Die neue vereinigte Armee der Übergangsregierung führte daraufhin eine groß angelegte Operation durch, um die Angriffe der pro-Assad-Aufständischen in Baniyas, Tartus und Lattakia abzuwehren. Laut zahlreicher Quellen wurden dabei gezielt Zivilist*innen auf beiden Seiten getötet. Besonders brutal gingen Bewaffnete gegen die alawitische Minderheit in den Küstengebieten vor. Es gibt mittlerweile zahlreiche Berichte über Massaker, in denen ganze Familien ausgelöscht wurden.

Das genaue Ausmaß und wer für welche Tat verantwortlich ist, muss vielerorts noch geklärt werden. Fest steht: Neben den neuen syrischen Streitkräften zogen Tausende bewaffnete Freiwillige eigenmächtig an die Küste. Milizen und Teile der Übergangsarmee ignorierten weiterhin augenscheinlich den Befehl Al-Sharaas, Plünderungen, aber vor allem Massaker zu unterlassen. Daneben sollen auch Assad-Loyalisten Zivilist*innen getötet haben.
Die Opferzahlen der beobachtenden Menschenrechtsogranisationen weichen stark voneinander ab. Während das Syrische Netzwerk für Menschenrechte (SNHR) die Tötung von insgesamt 878 Personen dokumentiert hat, berichtet die Syrische Beobachtungsstelle für Menschenrechte (SOHR) von bis zu 1.383 getöteten Zivilist*innen, hauptsächlich aus der alawitischen Gemeinschaft. Circa 10.000 Menschen sind mittlerweile aus der Region in den Libanon geflohen.
Die aktuellen Ereignisse zeigen, wie schwer es ist, an verlässliche Informationen zu gelangen. In vielen Regionen Syriens fehlen Strukturen unabhängiger Medien und Beobachtungsstellen, die direkt vor Ort berichten können. Diese Lücke wird gezielt genutzt: Fake News und Desinformationskampagnen in sozialen Medien verbreiten sich rasant und verzerren die Wahrnehmung der Lage.
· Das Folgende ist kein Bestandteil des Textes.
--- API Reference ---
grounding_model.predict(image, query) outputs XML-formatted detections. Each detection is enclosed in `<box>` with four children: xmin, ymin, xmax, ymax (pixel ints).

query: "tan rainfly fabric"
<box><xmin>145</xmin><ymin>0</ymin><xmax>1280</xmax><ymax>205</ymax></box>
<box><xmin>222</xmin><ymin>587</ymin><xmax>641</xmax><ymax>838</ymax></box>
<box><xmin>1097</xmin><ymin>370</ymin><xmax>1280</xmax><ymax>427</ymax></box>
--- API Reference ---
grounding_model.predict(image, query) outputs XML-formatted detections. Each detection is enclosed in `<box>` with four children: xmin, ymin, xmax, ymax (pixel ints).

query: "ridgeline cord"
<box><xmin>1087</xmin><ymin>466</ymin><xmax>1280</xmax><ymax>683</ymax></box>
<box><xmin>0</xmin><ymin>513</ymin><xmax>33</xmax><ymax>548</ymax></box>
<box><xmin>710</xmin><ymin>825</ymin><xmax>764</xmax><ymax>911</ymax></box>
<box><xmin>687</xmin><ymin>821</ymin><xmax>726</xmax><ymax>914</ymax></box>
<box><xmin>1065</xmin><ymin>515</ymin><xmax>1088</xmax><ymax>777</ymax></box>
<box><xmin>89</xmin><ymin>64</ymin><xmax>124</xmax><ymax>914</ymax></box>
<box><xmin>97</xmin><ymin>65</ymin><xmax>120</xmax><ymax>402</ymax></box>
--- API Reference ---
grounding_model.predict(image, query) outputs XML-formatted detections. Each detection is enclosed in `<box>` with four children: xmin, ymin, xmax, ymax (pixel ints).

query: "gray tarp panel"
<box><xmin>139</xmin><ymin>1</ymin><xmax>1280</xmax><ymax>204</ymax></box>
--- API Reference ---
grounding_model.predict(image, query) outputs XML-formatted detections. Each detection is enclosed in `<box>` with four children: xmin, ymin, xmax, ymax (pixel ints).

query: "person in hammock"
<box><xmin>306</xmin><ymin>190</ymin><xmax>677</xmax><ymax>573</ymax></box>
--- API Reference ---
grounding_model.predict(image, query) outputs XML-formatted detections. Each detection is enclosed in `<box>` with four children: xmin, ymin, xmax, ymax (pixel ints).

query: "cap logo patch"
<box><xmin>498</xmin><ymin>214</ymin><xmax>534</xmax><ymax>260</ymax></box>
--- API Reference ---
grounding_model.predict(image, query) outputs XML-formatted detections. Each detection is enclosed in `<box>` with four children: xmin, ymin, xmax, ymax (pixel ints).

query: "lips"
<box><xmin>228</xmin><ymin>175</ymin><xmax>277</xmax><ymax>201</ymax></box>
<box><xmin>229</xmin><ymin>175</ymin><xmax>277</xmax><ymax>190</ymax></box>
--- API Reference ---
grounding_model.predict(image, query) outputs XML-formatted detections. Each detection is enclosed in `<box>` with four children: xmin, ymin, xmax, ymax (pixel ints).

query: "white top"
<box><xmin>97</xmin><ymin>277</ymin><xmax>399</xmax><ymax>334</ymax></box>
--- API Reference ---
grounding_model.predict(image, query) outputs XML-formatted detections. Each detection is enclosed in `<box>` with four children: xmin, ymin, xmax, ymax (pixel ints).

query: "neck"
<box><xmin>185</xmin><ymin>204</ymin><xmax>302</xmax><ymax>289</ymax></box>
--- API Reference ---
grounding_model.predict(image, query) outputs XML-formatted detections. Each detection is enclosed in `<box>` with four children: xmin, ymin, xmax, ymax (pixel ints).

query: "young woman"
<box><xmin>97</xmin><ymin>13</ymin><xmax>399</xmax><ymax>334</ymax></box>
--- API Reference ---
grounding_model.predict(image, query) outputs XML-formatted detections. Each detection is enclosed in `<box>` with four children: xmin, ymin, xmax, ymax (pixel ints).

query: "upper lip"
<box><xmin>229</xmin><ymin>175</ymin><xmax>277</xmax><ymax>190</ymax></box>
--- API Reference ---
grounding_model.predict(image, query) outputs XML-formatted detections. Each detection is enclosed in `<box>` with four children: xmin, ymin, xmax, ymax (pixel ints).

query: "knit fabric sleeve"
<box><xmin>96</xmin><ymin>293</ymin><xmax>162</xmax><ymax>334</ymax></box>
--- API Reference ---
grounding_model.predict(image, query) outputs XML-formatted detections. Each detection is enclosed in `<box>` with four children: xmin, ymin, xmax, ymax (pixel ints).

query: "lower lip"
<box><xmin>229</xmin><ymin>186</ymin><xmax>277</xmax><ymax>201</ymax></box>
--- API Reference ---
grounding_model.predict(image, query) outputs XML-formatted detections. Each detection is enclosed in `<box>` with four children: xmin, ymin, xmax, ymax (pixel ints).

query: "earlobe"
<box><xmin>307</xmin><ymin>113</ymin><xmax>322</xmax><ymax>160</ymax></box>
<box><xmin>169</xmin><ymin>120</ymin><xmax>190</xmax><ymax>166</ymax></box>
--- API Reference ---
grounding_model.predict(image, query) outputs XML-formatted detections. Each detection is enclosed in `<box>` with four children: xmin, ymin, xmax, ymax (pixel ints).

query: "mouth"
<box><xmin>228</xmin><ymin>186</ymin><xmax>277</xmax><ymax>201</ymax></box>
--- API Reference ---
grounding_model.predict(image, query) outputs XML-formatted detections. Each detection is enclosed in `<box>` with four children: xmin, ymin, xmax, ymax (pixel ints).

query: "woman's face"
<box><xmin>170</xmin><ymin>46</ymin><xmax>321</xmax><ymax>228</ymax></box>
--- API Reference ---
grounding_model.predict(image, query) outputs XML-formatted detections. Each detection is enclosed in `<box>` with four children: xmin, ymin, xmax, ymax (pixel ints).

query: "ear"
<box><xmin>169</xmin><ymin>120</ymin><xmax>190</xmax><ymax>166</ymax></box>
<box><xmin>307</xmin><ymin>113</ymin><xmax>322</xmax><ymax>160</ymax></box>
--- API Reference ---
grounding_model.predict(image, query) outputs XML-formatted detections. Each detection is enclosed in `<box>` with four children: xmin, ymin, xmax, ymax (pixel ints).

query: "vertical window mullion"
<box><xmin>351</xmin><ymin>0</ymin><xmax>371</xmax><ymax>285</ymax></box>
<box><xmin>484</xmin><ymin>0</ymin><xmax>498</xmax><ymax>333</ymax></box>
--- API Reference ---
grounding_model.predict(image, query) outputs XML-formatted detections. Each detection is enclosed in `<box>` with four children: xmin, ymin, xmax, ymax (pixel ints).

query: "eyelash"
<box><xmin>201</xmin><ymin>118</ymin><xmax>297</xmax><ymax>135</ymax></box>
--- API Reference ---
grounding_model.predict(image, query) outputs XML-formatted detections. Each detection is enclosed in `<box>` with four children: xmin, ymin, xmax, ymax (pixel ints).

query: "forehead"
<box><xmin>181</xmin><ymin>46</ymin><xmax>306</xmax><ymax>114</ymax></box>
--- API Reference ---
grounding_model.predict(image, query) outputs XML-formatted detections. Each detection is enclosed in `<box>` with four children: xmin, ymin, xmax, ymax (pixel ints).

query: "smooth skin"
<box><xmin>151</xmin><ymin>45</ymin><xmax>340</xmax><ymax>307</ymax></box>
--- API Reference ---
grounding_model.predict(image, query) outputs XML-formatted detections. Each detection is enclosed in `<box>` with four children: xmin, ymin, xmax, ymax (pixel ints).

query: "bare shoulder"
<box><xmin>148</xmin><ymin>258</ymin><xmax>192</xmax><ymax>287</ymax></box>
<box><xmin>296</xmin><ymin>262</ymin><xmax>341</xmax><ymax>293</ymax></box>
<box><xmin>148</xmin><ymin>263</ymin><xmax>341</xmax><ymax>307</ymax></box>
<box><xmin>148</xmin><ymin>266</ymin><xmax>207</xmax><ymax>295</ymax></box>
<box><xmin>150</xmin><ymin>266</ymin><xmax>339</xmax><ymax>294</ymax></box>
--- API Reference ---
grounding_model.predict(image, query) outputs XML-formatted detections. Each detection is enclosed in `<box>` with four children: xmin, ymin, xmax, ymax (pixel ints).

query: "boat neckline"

Besonders problematisch ist, dass verschiedene Akteure gezielt falsche Narrative streuen, um politische Interessen zu verfolgen.
Was sind die Reaktionen?
Als ersten Schritt der Aufarbeitung gab Machthaber Ahmad al-Sharaa die Einberufung eines Untersuchungsausschusses sowie ein “Komitee für zivilen Frieden” bekannt, welche die Verbrechen untersuchen werden. Erste Ergebnisse sollen innerhalb von einem Monat vorliegen. Einige Kämpfer der Milizen, die ihre Gräueltaten auf Social Media posteten, wurden medienwirksam verhaftet.
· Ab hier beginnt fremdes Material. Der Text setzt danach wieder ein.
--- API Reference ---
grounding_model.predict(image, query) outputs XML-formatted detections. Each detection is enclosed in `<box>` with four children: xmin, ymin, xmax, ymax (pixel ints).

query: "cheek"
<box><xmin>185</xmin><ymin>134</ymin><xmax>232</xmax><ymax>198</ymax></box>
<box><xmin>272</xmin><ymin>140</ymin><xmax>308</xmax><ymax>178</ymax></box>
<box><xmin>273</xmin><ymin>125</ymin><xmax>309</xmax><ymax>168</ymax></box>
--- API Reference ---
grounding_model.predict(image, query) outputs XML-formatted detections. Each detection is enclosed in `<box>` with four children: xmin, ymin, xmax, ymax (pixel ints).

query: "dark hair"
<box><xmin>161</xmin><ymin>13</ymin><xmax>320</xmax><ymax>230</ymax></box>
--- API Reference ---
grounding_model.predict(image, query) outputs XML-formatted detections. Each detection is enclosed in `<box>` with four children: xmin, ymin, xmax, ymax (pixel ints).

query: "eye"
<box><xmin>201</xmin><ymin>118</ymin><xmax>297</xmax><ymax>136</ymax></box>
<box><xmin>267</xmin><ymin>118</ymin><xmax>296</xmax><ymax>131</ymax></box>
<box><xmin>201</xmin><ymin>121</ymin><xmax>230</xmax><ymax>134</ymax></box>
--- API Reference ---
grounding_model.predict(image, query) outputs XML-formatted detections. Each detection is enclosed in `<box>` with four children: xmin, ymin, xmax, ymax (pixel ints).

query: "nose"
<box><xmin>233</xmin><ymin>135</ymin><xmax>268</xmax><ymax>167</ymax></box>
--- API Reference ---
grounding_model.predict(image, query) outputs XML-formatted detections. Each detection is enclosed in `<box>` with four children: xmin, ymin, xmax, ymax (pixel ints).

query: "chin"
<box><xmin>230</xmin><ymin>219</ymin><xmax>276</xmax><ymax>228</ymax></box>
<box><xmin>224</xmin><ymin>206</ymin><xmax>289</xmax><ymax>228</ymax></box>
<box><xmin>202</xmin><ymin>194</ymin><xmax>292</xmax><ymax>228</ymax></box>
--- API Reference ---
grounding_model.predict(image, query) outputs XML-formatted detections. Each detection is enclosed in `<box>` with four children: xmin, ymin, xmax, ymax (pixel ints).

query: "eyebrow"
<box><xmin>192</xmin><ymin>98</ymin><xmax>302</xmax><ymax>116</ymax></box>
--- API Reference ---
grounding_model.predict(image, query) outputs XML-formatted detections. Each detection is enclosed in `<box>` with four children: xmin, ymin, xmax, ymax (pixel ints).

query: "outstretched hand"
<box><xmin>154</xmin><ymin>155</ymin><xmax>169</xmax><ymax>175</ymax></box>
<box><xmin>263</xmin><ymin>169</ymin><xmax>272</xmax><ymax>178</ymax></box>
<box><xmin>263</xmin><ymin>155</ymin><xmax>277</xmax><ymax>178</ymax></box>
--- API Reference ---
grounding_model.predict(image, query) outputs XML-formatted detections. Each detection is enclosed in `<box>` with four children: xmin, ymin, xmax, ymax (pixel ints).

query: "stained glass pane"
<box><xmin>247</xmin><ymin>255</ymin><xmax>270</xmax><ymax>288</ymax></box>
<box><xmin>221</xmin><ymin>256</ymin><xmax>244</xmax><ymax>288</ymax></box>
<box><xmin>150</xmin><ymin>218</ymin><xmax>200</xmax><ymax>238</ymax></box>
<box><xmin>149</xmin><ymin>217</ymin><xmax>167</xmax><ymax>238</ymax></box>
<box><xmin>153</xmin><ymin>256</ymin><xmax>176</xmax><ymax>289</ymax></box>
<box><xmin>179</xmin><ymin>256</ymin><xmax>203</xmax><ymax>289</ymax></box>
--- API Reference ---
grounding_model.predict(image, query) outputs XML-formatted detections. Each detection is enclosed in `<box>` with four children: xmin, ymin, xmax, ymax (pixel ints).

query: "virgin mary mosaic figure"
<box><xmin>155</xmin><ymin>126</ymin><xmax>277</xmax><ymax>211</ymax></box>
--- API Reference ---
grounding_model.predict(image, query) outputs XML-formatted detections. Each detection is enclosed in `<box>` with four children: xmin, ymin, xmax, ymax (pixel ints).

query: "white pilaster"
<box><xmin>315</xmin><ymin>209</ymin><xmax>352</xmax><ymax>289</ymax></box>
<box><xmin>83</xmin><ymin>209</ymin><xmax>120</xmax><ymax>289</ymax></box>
Doch die jüngsten Ereignisse haben das Vertrauen in die Übergangsregierung stark erschüttert. Reaktionen aus der syrischen Bevölkerung bewegen sich zwischen Entsetzen, Wut und Trauer. Sie sehen ein Versagen des Staates, der aus ihrer Perspektive dafür verantwortlich ist, solche Taten zu verhindern und die Zivilbevölkerung überall in Syrien zu schützen. Viele fürchten, dass die Aufarbeitung der Verbrechen nur auf wenige symbolische Schritte belaufen wird.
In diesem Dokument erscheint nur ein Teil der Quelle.